CIS6930
Parallel Computing
Fall 2006
Exam # 1
Name: __________________________________________
UFID: ____________ - ____________
E-mail: _________________________________________
Instructions:
1. Write neatly and legibly.
2. While grading, not only your final answer but also your
approach to the problem will be evaluated.
3. You have to attempt all the problems (100 points).
4. Total time for the exam is 100 minutes.
5. When deriving expressions for runtime, you may like to
detail all the appropriate steps. Otherwise, no partial credit
will be awarded for incorrect expressions.
I have read carefully, and have understood the above
instructions. On my honor, I have neither given nor
received unauthorized aid on this examination.
Signature: _____________________________________
Date: ____ (MM) / ____ (DD) / ___________ (YYYY)
1
Question 1 (5 × 7 = 35 points)
State whether the following statements are true or false. Give a brief explanation (2-3
lines) supporting your answer.
1. It is possible to embed a hypercube into a mesh such that each link of the
hypercube is mapped on to exactly one link of mesh.

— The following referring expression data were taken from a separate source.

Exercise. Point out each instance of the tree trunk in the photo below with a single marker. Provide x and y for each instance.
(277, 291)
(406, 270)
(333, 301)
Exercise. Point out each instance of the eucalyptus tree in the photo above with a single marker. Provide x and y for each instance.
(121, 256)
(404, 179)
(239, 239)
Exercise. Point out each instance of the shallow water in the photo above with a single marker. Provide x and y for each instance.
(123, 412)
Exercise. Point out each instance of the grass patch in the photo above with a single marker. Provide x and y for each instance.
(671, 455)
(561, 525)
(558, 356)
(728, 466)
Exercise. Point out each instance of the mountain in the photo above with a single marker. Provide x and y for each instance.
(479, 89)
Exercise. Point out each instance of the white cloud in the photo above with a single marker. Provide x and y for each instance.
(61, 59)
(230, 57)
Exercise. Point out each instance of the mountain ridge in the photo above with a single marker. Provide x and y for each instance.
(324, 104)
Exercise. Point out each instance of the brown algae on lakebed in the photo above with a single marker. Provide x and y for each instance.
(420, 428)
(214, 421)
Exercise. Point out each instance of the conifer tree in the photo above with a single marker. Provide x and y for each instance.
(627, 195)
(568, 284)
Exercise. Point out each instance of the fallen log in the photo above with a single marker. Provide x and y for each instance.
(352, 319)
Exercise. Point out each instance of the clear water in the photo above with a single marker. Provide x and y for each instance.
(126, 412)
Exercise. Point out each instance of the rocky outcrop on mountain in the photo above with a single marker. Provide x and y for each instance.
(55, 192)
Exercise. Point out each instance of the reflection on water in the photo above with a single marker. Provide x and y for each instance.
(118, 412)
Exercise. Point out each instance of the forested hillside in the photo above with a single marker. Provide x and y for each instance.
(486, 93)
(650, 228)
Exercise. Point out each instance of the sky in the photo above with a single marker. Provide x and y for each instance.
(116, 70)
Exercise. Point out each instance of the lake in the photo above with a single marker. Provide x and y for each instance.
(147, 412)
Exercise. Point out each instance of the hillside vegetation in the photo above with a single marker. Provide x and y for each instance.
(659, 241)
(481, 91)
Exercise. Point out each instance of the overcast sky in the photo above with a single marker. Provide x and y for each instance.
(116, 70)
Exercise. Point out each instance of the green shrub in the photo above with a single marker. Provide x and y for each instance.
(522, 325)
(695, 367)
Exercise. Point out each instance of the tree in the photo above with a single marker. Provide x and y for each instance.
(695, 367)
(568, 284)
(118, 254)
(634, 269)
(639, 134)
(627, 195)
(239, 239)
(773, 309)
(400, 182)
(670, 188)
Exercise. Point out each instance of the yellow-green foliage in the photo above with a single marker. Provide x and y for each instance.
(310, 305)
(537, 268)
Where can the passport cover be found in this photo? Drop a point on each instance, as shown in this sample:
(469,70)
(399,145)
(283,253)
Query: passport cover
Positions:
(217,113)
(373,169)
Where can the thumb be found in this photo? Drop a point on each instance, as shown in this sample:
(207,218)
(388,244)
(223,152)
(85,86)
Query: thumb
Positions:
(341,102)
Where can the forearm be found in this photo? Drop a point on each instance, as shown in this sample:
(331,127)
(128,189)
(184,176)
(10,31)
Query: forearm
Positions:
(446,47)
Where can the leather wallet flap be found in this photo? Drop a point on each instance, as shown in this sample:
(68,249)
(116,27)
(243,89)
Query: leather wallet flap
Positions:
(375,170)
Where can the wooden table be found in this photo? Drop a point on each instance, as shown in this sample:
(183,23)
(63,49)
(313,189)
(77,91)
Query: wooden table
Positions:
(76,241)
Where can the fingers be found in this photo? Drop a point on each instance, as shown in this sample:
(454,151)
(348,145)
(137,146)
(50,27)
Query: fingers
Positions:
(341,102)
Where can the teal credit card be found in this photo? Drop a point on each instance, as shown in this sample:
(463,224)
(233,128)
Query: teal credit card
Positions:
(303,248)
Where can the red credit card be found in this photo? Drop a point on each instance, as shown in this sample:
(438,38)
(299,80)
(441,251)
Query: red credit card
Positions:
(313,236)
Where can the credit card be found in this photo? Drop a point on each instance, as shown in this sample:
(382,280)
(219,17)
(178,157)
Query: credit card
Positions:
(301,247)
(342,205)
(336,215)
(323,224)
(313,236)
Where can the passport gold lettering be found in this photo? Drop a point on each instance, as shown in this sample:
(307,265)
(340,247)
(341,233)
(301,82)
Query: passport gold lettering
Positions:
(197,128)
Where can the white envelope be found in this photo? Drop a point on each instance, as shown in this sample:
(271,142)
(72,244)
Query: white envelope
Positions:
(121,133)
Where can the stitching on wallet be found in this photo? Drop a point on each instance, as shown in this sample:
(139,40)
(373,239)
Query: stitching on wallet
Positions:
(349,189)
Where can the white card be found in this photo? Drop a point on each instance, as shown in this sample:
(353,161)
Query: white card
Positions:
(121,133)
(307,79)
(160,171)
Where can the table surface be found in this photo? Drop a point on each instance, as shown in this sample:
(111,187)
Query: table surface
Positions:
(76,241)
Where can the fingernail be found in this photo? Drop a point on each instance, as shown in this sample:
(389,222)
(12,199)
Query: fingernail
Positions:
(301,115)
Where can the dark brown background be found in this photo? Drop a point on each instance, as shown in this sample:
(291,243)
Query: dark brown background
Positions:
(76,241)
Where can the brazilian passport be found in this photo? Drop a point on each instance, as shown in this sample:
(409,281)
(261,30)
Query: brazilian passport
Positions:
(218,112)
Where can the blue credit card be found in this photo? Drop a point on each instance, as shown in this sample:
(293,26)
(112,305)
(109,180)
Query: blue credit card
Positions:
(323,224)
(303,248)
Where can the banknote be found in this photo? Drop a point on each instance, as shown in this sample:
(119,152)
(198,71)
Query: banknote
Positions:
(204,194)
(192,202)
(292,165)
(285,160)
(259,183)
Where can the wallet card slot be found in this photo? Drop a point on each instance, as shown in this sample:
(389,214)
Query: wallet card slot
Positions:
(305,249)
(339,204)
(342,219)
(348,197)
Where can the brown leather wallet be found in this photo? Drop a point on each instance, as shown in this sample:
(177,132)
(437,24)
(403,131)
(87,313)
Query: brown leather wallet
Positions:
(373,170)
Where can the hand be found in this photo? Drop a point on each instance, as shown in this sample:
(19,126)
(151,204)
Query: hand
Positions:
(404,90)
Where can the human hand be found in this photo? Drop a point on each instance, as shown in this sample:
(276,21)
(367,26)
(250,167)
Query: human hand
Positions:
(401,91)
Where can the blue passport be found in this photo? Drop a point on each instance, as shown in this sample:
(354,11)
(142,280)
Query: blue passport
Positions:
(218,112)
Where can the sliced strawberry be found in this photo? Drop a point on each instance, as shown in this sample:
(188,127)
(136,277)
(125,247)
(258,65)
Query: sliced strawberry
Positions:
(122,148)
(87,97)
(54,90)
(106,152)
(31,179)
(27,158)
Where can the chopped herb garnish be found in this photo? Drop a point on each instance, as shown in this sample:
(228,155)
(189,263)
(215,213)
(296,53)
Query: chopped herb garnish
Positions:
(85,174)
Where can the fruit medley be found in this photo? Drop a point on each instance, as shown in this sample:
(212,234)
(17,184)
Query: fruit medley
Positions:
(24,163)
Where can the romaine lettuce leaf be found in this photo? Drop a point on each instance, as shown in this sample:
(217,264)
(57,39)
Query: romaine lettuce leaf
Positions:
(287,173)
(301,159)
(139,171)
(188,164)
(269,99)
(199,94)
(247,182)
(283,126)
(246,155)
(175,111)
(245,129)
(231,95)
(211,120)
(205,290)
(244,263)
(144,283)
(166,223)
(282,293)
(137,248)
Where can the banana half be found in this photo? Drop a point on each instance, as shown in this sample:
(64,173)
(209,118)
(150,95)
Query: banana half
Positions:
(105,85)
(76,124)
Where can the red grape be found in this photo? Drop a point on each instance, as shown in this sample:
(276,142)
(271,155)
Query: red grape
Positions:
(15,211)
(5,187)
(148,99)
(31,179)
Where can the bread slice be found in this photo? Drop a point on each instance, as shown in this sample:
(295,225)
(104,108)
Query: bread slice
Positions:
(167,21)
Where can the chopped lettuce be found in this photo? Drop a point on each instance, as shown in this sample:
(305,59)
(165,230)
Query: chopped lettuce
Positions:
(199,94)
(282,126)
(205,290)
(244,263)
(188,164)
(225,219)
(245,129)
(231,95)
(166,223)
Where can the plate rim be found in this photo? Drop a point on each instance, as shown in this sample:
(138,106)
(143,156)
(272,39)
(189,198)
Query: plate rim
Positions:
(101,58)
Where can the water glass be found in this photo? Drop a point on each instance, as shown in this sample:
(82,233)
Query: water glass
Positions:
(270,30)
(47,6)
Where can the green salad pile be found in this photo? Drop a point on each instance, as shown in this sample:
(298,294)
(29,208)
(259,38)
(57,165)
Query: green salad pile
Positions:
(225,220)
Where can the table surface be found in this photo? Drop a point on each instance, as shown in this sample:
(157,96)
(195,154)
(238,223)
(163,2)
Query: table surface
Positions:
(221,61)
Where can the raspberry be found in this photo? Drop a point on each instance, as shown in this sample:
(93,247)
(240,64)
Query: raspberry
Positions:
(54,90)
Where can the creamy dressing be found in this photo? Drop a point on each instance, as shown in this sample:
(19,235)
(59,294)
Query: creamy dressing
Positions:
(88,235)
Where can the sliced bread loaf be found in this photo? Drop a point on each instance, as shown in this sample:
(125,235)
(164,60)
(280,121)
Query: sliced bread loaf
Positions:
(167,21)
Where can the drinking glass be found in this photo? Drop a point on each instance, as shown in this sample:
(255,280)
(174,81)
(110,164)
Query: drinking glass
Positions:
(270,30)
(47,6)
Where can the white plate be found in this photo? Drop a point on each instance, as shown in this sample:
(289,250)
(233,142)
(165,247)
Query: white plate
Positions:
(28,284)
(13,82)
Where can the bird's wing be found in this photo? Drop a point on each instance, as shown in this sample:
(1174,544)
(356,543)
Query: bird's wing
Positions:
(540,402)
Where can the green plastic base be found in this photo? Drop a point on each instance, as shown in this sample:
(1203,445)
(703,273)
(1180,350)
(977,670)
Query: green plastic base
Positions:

FALSE in general. Hypercube has O(plogp) links and Mesh has O(p) links. Hence, each
link of mesh will have many links of hypercube mapped on to it. It is true when a ddimensional hypercube is mapped onto a d-dimensional (or more) mesh.
2. Data locality is critical only for message passing computers and not for shared
address space computers because shared address spaces computers have
additional hardware that makes the entire memory globally accessible.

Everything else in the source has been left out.